Find coordinates of 3rd right triangle point, having 2 sets of coordinates and an arm length.

Question

I need to find XY of the 3rd tip of the triangle. I have X1 and Y1, X2 and Y2 as well as I know the distance C

I need a formula that I can use in a code to do the calculations. Triangle is always at a right angle, and I always know X1Y1, X2Y2 and C. On the picture greyed-out parts I dont know. Triangle will not always be 'flat' i.e. X1 != X2. Also C may be positive or negative.

I tried looking at other answers like How to find coordinates of 3rd vertex of a right angled triangle when everything else is known? but I am not really good at geometry (as you can probably tell) and I have no idea where do m and n come from. So a simple answer for a simple programmer would be ideal :).

Answer 1

Algorithm:

Step 1. Form $(X_2 - X_1, \, Y_2-Y_1)$ which is the vector from the first vertex to the second. It spans the edge of the triangle from vertex $1$ to vertex $2$.
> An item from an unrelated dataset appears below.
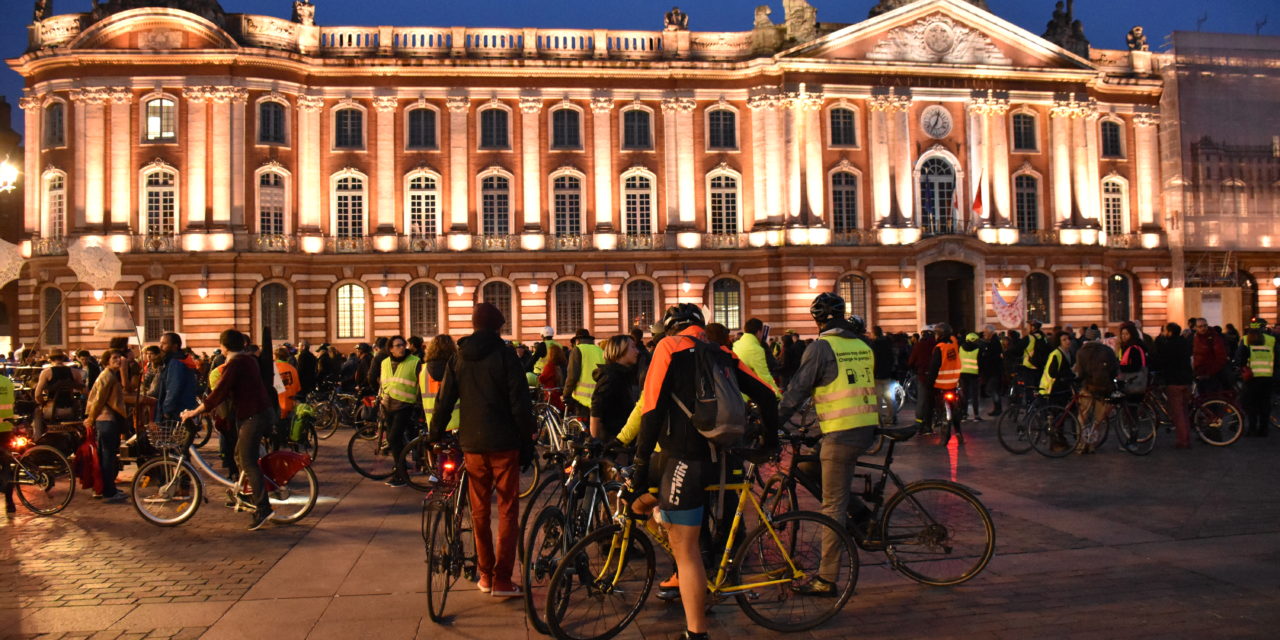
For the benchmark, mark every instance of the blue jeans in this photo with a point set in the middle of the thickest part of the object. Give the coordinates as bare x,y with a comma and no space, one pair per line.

Step 2. Change it into $\epsilon \, (Y_1 - Y_2, \, X_2 - X_1)$ which is the vector orthogonal to the vector from step 1. This new vector is parallel to the edge from vertex $2$ to vertex $3$. However, it doesn't have the proper length. The parameter $\epsilon = \pm 1$ because the vector can point "up" or "down" so there will be two solutions to your problem: vertex $3$ can be on one or the other side of the edge from vertex $1$ to vertex $2$.
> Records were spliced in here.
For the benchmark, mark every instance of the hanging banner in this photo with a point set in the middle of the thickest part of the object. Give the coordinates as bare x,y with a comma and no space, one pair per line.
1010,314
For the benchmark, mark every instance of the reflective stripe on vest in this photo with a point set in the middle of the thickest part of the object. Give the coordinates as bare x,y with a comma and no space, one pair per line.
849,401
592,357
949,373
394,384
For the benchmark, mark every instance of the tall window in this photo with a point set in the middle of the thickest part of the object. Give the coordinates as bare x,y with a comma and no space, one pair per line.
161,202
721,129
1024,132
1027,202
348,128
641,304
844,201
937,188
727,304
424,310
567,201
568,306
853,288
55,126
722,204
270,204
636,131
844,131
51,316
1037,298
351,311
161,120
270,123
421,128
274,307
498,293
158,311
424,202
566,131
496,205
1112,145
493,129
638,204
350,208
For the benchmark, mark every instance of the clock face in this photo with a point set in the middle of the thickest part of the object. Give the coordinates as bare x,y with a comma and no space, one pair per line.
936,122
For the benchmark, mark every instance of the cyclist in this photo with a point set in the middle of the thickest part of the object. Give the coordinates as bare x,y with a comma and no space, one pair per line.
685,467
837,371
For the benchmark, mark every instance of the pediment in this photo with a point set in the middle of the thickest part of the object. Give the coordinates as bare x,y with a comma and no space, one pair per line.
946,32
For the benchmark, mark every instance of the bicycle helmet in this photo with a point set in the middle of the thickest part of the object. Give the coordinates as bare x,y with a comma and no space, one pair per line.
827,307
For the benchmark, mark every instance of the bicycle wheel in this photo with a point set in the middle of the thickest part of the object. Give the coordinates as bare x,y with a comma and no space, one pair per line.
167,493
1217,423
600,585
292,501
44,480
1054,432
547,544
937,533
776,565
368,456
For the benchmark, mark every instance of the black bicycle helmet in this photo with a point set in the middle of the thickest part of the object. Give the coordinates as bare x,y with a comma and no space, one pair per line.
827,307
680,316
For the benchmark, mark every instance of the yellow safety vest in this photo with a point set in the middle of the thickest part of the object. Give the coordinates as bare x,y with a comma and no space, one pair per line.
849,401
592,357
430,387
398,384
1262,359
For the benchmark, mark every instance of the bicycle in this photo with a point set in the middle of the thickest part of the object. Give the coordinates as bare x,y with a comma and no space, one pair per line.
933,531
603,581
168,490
Step 3. Calculate the length of the vector from step 2, which is $$L = \sqrt{(X_2 - X_1)^2 + (Y_2 - Y_1)^2}$$

Step 4. Form the new vector $$\epsilon \,\left(\frac{Y_1 - Y_2}{L}, \, \frac{X_2 - X_1}{L}\right)$$ which is obtained by dividing the vector from step 2 by its length. This is a vector of unit length and parallel to the vector from step 2.

Step 5. Multiply the vector from step 4 by $C$ and obtain the vector $$\epsilon \,\left(\frac{C \, (Y_1 - Y_2)}{L}, \, \frac{C\, (X_2 - X_1)}{L}\right)$$ The latter is a vector parallel to the edge between vertex $2$ and vertex $3$ and has length exactly $C$.

Step 6. The coordinates of vertex $3$ are $$(X_3, Y_3) = (X_2, Y_2) \pm \, \left(\frac{C \, (Y_1 - Y_2)}{L}, \, \frac{C\, (X_2 - X_1)}{L}\right)$$

Step 7. The final detailed formula is $$\big(\, X_3, \, Y_3 \,\big) \, = \, \left(\, X_2 \pm \frac{C \, (Y_1 - Y_2)}{L}\, , \,\, Y_2 \pm \frac{C \, (X_2 - X_1)}{L}\right)$$ where the parameter $L$ is equal to $$L = \sqrt{(X_2 - X_1)^2 + (Y_2 - Y_1)^2}$$

Answer 2

Hint

Let me introduce the following notation, $$x=x_3,y=y_3$$

just for the sake of transparency.

With this, our $C^2$ can be expressed the following way:

$$C^2=(x-x_2)^2+(y-y_2)^2=x^2-2xx_2+x_2^2+y^2-2yy_2+y_2^2.$$

Then We know

$$x^2-2x_2x+x_2^2+y^2-yy_2+y_2-C^2=0,$$

a quadratic equation for, say, $x$. The solutions are

$$X_{1,2}=x_2\pm\sqrt{-y^2+yy_2-y_2+C^2}.$$

(There are two solutions because the third vertex can be above or below the second one.)

Try to go on...